As only God's timing could manage it, that truth was echoed in my daily devotions:
“In His Word we're reminded that God has placed eternity in our hearts. (Ecc. 3:11) Yet ocean waves and mountains kissing the sky aren't enough to tell His story. God's heart couldn't be fully known until His Son appeared – God on the ultimate search, appearing in human flesh; God coming down with a sense of purpose – to redeem and restore his fallen creation.
To us, ready or not, Jesus came. To us, worthy or not, he appeared. The story of God's involve-ment in human history has reached its climax. And so, as promised, Jesus came, and in his own words, He came “to seek and save what was lost”. (Luke 19:10) He came because God wants you to know Him. Jesus, “the radiance of God's glory and the exact representation of his being”, (Hebrews 1:3) walked this earth in plain sight so that anyone seeking God could find him.”
God wants you to know who He is...and who you are...and why you're here. He wants you to know that you're the object of His affection, created in His image, made by and for Him. Every last one of us has been created with a searching soul, designed that way by God so we would find no rest until we find our rest in Him. And the fact is, God is seeking after you as well.

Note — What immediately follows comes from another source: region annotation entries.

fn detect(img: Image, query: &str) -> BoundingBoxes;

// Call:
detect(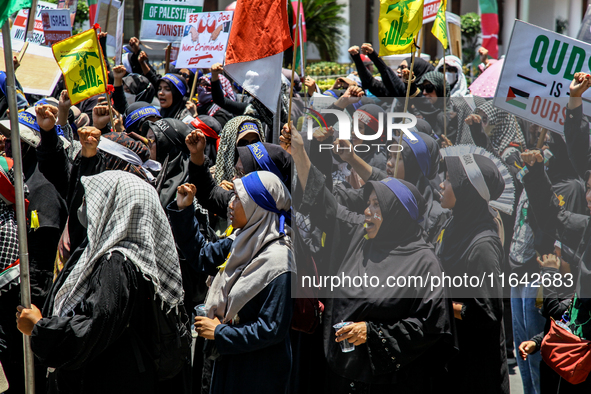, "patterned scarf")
[53,171,184,316]
[214,116,265,185]
[0,157,27,293]
[197,73,236,116]
[477,101,525,156]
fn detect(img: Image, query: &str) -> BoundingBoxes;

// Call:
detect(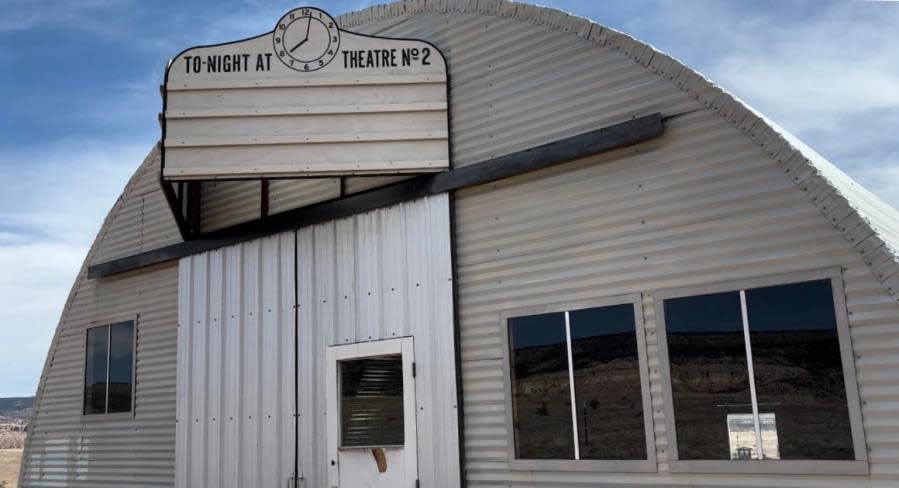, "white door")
[327,337,418,488]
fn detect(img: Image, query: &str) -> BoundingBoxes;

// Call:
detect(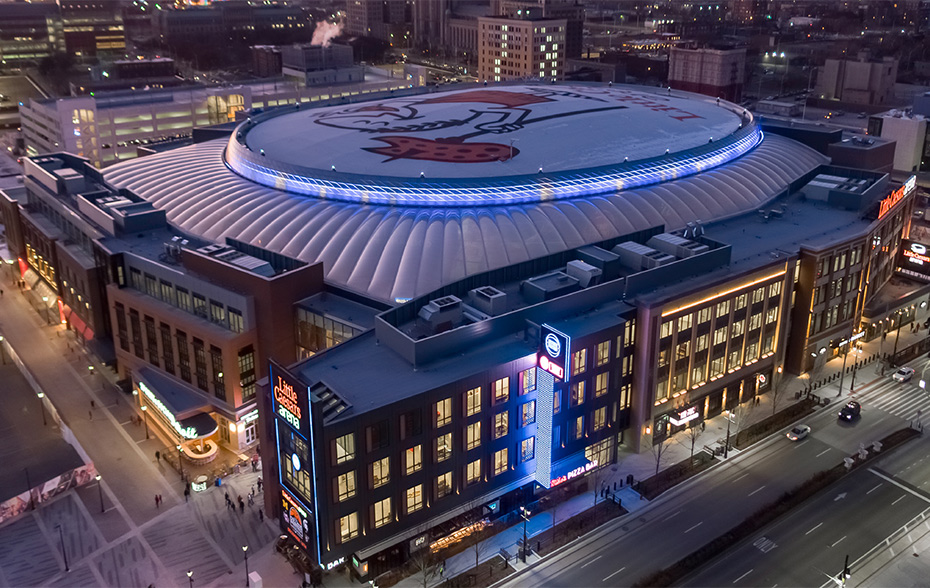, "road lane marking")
[869,468,930,502]
[601,566,626,582]
[733,568,755,584]
[685,521,704,533]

Louie Giglio, author and pastor of Passion City Church in Atlanta, put it best, when he wrote:
God is seeking you so you can know what you're created to do. He's seeking you so you can find Him and value Him with all your heart. This is why Jesus came. To complete the game of hide and seek that began back in the Garden of Eden. He came to give meaning to your story thru His story, which he made crystal clear, was rooted in the biblical story of the Old Testament.
He came to connect you to the One who thought you up, to the author of your story, and to awaken you to the possibility that the meaning of your life is realized as you return glory to Him, loving Him with all you've got and discovering in Him what and who really matters most!”